In supporting these conclusions, the Department of Health has provided the Department with some up to date factual information. As already noted, the Irish experience to date is reassuring and supports the current international position that schools and childcare facilities do not appear to be key drivers of COVID-19 transmission in the community.
As of 6th October, a total 252 schools have had/are having some testing completed as a consequence of a Public Health Risk Assessment. From the 252 schools that had mass tests, with 5,890 students and staff having been tested, an additional 112 detected cases have been identified over and above original cases (a positive detection rate for COVID-19 of less than 2%).
The Department of Health also note that these additional cases did not necessarily develop COVID-19 as a result of contact with an index case in the school, and the additional cases detected via contact tracing are likely to include people who contracted COVID-19 as result of exposure in the wider community (e.g. household/social setting).

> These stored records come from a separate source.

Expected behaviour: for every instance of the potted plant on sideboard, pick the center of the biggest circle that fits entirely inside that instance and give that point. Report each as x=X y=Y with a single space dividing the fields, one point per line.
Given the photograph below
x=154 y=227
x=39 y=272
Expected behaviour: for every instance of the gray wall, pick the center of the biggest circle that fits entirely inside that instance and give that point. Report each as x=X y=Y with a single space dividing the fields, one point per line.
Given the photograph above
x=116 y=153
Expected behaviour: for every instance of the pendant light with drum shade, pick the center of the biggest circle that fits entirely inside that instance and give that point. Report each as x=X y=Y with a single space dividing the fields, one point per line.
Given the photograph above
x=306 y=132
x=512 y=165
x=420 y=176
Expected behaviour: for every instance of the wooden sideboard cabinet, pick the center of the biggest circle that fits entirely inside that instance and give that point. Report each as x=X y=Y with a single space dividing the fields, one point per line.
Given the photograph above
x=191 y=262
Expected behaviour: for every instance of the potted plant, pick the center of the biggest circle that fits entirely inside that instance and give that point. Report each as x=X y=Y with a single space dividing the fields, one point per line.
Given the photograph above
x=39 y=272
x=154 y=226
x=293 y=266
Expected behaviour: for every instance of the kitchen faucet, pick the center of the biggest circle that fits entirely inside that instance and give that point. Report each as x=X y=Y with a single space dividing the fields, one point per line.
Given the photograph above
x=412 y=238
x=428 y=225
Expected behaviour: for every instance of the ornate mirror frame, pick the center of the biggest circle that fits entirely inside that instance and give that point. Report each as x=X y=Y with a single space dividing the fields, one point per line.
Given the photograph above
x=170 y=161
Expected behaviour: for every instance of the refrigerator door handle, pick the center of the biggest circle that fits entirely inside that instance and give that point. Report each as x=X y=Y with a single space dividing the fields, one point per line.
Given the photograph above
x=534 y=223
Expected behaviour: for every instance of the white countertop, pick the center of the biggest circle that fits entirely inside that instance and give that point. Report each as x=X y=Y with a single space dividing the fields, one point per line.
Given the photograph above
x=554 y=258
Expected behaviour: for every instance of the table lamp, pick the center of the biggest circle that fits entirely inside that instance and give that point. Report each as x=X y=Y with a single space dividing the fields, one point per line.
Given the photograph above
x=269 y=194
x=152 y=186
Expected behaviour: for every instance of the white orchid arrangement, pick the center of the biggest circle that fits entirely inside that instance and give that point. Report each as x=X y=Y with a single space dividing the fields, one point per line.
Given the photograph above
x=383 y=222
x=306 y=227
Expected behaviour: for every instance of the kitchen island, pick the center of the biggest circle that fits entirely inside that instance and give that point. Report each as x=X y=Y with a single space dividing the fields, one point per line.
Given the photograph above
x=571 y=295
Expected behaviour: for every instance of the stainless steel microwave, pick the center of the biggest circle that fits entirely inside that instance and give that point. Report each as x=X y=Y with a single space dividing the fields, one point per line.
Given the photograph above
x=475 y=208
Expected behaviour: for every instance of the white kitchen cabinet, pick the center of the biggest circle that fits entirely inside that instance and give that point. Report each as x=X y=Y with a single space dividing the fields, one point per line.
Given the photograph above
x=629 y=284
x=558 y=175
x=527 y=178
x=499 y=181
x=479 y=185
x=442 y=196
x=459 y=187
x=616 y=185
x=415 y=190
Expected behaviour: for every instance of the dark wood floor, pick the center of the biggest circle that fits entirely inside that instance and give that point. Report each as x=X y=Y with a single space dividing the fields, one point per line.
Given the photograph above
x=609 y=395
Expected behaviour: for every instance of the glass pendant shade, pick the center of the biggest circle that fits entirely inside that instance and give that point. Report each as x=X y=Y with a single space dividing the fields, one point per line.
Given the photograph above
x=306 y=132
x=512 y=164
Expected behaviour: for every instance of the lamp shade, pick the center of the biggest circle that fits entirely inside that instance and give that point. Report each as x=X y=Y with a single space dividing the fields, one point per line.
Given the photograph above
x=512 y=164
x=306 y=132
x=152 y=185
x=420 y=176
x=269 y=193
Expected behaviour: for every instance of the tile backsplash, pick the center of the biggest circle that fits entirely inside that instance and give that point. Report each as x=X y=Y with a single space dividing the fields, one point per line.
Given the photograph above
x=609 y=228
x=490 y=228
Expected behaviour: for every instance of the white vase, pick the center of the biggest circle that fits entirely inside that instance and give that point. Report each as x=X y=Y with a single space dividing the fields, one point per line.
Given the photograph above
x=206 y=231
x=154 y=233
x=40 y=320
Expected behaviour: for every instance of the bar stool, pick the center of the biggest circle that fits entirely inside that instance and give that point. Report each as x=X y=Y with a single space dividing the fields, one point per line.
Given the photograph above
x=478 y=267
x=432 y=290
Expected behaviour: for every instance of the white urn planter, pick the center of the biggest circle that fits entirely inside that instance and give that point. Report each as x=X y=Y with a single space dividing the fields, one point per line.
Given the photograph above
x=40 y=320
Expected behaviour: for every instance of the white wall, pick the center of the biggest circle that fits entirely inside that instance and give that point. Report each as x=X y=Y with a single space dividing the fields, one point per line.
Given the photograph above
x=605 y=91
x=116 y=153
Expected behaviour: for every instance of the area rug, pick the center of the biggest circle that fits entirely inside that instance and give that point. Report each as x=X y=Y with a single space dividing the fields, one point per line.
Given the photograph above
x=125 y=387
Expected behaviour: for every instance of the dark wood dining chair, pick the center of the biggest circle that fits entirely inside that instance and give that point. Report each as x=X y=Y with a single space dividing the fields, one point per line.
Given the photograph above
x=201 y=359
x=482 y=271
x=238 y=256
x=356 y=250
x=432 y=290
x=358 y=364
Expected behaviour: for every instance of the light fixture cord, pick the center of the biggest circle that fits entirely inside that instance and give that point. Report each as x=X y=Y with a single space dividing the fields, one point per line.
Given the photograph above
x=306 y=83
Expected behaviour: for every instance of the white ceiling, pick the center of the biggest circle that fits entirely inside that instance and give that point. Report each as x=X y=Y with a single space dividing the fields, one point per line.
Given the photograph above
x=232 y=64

In other words, where children or staff members are contracting COVID-19 in the community (mostly in household and social settings), mass testing is only showing an additional 112 cases in total up until 6th October being detected in schools and many of these additional cases are likely not being transmitted in the school but are being picked up also from exposure in the wider community.
Finally, there was no significant change in the proportion of total weekly COVID-19 cases attributable to school-aged children (4-18 years) before (August, weeks 32-35 inclusive) and after (September, weeks 36-40 inclusive) reopening of schools (14.3% and 14.1% respectively), supporting the hypothesis that children are not at increased risk from COVID-19 in the school setting.
I hope that this provides your members as well as all staff, students and parents with clear information and reassurance. It is the view of public health teams that for the most part, schools are very successfully implementing the HPSC recommendations that have been provided for schools and that the measures recommended and funded through very significant additional funding from the Department are proving very effective in keeping transmission levels in the school setting so low.
Recommendations are being kept under review by public health specialists as we continue to deal with the ongoing pandemic.
Schools are proving to be safe spaces for children in Ireland and for the staff who are making every effort to implement public health advice. In doing so schools are continuing to provide high quality educational experiences as safely as possible and the Department would like to acknowledge the contribution of all concerned in the school community to this national effort.
The Department will continue to work closely with all of the education partners and the public health system so that schools can continue to be supported as much as possible in this very challenging time.